Dirijome al cuarto de baño cuando de repente una melodía deliciosa empieza a sonar, tardo varios segundos en darme cuenta de que acababa de poner la novena sinfonía del gran Ludwig Van en mi celular, e ipso facto contesto:
- Eduard? A qué se debe esta inesperada llamada?
Inesperada y gratificante aprecia muy bien él, al mismo tiempo que me comenta no se qué de un blog en internet, donde podemos contar nuestras reflexiones y exhortaciones al mundo.
· Deseas colaborar?
Por un momento me hago un poco el duro, tan solo dos segundos, esa fue la aplastante derrota de mi tozudez frente a mi ánsia.
- Cuenta con ello. (fue lo más lúcido que se me ocurrió en aquel jodido y tenso momento de orgullo)
· Está bien, puedes elegir tema. Dime cosas cuando lo tengas listo.
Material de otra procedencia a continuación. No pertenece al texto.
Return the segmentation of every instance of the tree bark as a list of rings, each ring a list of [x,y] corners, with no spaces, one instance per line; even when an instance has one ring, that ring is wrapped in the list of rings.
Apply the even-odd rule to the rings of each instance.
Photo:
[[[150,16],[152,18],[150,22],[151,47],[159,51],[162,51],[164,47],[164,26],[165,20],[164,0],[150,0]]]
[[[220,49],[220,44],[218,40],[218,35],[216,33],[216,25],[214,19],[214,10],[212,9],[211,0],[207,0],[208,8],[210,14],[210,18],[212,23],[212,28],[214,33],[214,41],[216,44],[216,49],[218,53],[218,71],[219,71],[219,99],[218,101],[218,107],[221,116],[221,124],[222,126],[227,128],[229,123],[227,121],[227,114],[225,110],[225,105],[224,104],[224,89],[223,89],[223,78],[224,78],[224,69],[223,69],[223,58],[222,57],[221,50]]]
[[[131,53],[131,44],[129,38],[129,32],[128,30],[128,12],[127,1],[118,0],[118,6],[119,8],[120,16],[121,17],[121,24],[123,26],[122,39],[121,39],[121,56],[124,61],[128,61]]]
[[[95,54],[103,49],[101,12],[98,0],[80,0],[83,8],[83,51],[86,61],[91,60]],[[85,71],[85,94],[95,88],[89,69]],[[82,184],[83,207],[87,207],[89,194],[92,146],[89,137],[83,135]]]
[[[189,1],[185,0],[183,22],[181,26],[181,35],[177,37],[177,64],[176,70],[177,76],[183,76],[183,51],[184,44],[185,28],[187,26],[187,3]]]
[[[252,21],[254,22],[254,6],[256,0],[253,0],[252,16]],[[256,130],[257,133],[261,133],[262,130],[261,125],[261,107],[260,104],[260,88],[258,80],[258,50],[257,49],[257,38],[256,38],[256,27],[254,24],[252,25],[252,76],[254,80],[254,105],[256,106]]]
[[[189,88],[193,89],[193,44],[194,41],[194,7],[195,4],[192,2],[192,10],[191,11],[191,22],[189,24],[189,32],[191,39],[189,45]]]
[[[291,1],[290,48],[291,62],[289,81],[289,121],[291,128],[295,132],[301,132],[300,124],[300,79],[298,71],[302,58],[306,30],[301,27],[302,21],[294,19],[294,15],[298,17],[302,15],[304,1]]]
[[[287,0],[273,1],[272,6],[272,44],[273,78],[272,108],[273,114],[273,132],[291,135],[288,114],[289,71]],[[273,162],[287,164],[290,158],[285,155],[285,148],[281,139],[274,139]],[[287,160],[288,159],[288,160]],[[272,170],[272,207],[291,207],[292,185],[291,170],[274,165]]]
Así me respondió el muy mamón, con esa seriedad combinada con elegancia que te deja con una impresión de inferioridad constante. Pero éste era mi momento.
· Adiós David. Blieu
- Adiós Eduard. Miau.
Culminamos…fue colgar el maldito teléfono y una incesante lluvia de ideas empezó a apiñarse en mi quijotera. Visualizaciones cada vez más nítidas seducían mi mano para darse a conocer: Iniesta, Piqué, triplete, Ibracadabra, triplete, Guardiola, Pedrito, triplete…NO!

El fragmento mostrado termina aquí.